Anda dapat mulai dengan memberi tahu audiens betapa mereka akan menyukai dan menikmati apa yang Anda katakan.

Misalnya, Anda mengatakan:

“You’re really going to enjoy the time we spend together this evening. I’m going to share with you some of the most important ideas that have ever been discovered in this area.”

(“Kamu benar-benar akan menikmati waktu yang kita habiskan malam ini. Saya akan membagikan kepada Anda beberapa ide paling penting yang pernah ditemukan di bidang ini.”)

Ingatlah bahwa berbicara adalah seni. jadilah seorang seniman dan kendalikan sepenuhnya kinerja Anda,

3) Mengacu Pada Peristiwa Terkini

Gunakan berita terkini untuk mengilustrasikan atau membuktikan poin Anda. Anda dapat membawa salinan koran dan memegangnya saat Anda merujuknya di bagian pengantar Anda.

Gambaran visual tentang Anda yang memegang kertas dan membaca atau membaca poin kunci memusatkan perhatian audiens dan membuat orang condong ke depan untuk mendengarkan apa yang Anda katakan.

4) Merujuk Pada Kejadian Historis

Selama bertahun-tahun, saya mempelajari sejarah militer …

Terutama kehidupan dan kampanye para jenderal besar dan pertempuran menentukan yang mereka menangkan. Salah satu favorit saya adalah Alexander yang Agung.

Suatu hari, saya diminta untuk memberikan ceramah tentang prinsip-prinsip kepemimpinan kepada sekumpulan manajer untuk perusahaan.

Saya memutuskan bahwa kampanye Alexander the Great melawan Darius of Persia akan membuat cerita yang luar biasa yang akan menggambarkan kualitas kepemimpinan salah satu komandan besar dalam sejarah.

Cobalah dengan kata-kata ini di fase pembukaan pidato:

“Once upon a time there was a young man named Alex who grew up in a poor country. But Alex was a little bit ambitious. From an early age, he decided that he wanted to conquer the entire known world. But there was a small problem. Most of the known world was under the control of a huge multinational called the Persian Empire, headed by King Darius II. To fulfill his ambition, Alex was going to have to take the market share away from the market leader, who was very determined to hold on to it.
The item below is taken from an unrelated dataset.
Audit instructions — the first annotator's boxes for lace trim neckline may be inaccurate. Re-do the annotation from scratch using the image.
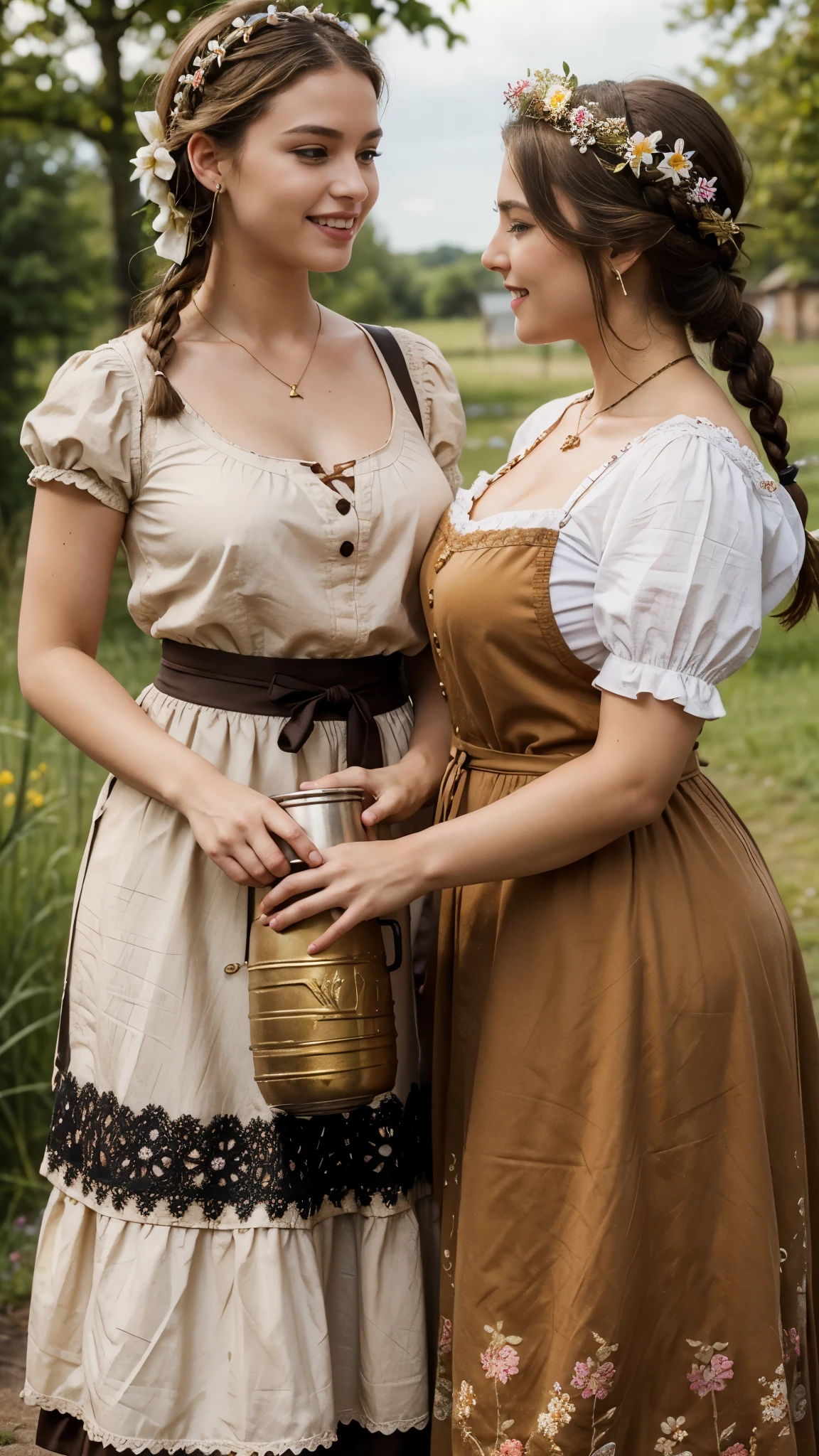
[449,415,778,536]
(“Suatu ketika ada seorang pria muda bernama Alex yang tumbuh di negara miskin. Tapi Alex ambisius. Sejak usia dini, dia memutuskan untuk menaklukkan seluruh dunia yang dikenal. Tapi ada masalah kecil. Sebagian besar dunia yang dikenal berada di bawah kendali perusahaan multinasional besar bernama Kekaisaran Persia, yang dipimpin oleh Raja Darius II. Untuk memenuhi ambisinya, Alex harus mengambil pangsa pasar dari pemimpin pasar, yang sangat bertekad untuk mempertahankannya.”)

5) Merujuk Ke Orang Yang Terkenal

Anda bisa mulai mengutip orang terkenal atau orang yang baru-baru ini membuat pernyataan penting.

Salah satu hal yang saya sentuh adalah pentingnya pengembangan pribadi yang berkelanjutan.

Saya akan mengatakan sesuatu seperti:

“In the twenty-first century, knowledge and know-how are the keys to success. As basketball coach Pat Riley said, ‘If you are not getting better, you are getting worse.’”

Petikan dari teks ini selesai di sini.